Track mentions of a certain product

Look for mentions on technorati.com and other blog search engines.

Tag each mention with the del.icio.us bookmark using a tag like DTMbook

Take the feed that del.icio.us automatically produces.

Just for fun, take the feed to Feedburner and save the feed

Set up and republish the feed with Feedburner’s Buzz Boost option

Take the code to any web and show a dynamic update in real time (some CSS styling can help here)

Sit back and look great – see the feed displayed on the right sidebar here

You can also do this through email alerts by setting up Google or Yahoo News alerts for specific search terms.

If you’ve ever wanted to easily publish a calendar of upcoming events, deadlines, or even birthdays as a dynamic list instead of a calendar-style page, here’s an RSS trick for you to use. (This can be done on a public or private page)

Create a free Google Calendar account and enter all the dates in the calendar (any shareable calendar will do)

Google automatically creates an RSS feed for your calendar – take this URL and create a free Feedburner account

Optimize the feed with Feedburner’s Event Feed option

Publish Feed Using Feedburner’s BuzzBoost Option – Lots of Options to Display

Paste the code that Feedburner produces for you on the page you want your list to display

Using this formula produces a dynamically changing list of events that will run from first to last, automatically remove past events, and automatically fetch future events based on your settings. Now anyone with access to a web browser and your Google Calendar account can update and edit your event listing.

I use it for my upcoming speaking events. Bonus: You can easily set this up so others can also subscribe to this event list.

Sending personalized information via RSS

Just when you thought you were learning how to use RSS as a research tool, someone comes along and tells you that it’s not enough.

It is now very easy to use RSS technology to create individual sources of information and provide them to your best customers. You know they want to solve this RSS issue, but they can’t seem to. So do it for them.

This is what I would suggest. Go to http://www.mysyndicaat.com and create custom, search-specific RSS feeds, combine them and deliver personalized information to your customers on a daily basis. The current trendy name for this is news radar.

Syndicaat allows you to easily combine multiple fonts to create a very focused and personalized font. (Yahoo Pipes does this too, but my results have been spotty)

So let’s say you have a customer that produces tents for active outdoor people.
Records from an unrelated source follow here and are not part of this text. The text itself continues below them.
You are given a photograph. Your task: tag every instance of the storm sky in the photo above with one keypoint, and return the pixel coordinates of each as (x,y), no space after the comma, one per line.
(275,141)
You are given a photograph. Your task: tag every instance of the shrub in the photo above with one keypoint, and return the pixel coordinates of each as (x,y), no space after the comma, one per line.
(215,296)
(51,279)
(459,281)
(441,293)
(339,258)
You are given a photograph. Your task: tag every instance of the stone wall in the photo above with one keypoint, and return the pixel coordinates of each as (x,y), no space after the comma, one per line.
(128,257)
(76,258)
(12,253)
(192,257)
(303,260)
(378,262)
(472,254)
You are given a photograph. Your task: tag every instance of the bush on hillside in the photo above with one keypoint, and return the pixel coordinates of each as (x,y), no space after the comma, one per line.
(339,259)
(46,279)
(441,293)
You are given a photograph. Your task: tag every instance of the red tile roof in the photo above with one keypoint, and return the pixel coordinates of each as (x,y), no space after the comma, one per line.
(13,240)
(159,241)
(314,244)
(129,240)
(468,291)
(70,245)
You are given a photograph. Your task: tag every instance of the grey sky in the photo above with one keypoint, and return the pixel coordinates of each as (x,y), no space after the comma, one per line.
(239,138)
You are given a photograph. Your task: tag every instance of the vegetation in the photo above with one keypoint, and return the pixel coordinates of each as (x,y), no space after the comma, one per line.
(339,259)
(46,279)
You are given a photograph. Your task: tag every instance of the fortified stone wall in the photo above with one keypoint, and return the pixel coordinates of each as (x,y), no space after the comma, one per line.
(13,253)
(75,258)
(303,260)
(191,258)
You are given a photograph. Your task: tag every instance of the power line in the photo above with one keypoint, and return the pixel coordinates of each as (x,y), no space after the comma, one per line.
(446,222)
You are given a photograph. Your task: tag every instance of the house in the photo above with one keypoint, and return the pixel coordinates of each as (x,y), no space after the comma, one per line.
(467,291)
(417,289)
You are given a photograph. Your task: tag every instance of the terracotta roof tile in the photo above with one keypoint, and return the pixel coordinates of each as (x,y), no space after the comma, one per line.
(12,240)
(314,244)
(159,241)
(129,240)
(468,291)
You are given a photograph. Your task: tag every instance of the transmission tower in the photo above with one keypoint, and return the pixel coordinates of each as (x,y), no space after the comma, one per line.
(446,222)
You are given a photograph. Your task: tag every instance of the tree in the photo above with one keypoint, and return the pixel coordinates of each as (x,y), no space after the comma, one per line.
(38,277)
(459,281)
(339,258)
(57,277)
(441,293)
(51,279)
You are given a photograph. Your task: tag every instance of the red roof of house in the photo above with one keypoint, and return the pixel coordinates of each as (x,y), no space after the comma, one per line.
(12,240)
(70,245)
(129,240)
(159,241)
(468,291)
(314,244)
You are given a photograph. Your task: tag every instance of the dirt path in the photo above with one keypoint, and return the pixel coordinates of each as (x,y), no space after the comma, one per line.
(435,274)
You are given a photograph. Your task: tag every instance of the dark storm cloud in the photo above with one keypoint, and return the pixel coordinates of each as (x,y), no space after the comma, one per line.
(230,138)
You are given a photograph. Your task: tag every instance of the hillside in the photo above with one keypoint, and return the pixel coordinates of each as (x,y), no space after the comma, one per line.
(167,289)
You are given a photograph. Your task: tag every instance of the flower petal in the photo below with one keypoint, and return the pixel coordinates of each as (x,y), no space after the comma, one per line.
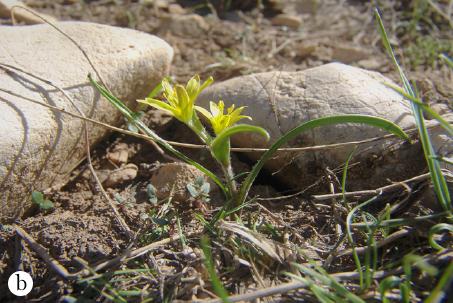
(158,104)
(204,112)
(193,87)
(206,83)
You can search for very specific terms and phrases in Google News, Yahoo News, Bloglines, Technorati, Google Blogs, Outdoor Forums and anything else that produces an RSS feed and mixes all the content about your client, your competitors, the industry, words specific key. and phrases, you name, in a digestible, personalized newsfeed that changes daily. (Don’t tell your client how easy this is, just do it and invoice it, they’ll thank you.)

Talk about a great way to gain a competitive advantage. It’s like creating custom posts for each customer or each marketing segment you serve. What if you did this for your prospects as a way to show them what you can do? You can make all of this content public or create password-protected private feeds. You can also republish the RSS feed and data on any web page on your site using plain javascript or even Feedburner’s Buzz Boost and then put it on your client’s private page on your website. So now they visit your website for industry news every day; You must like the sound of that.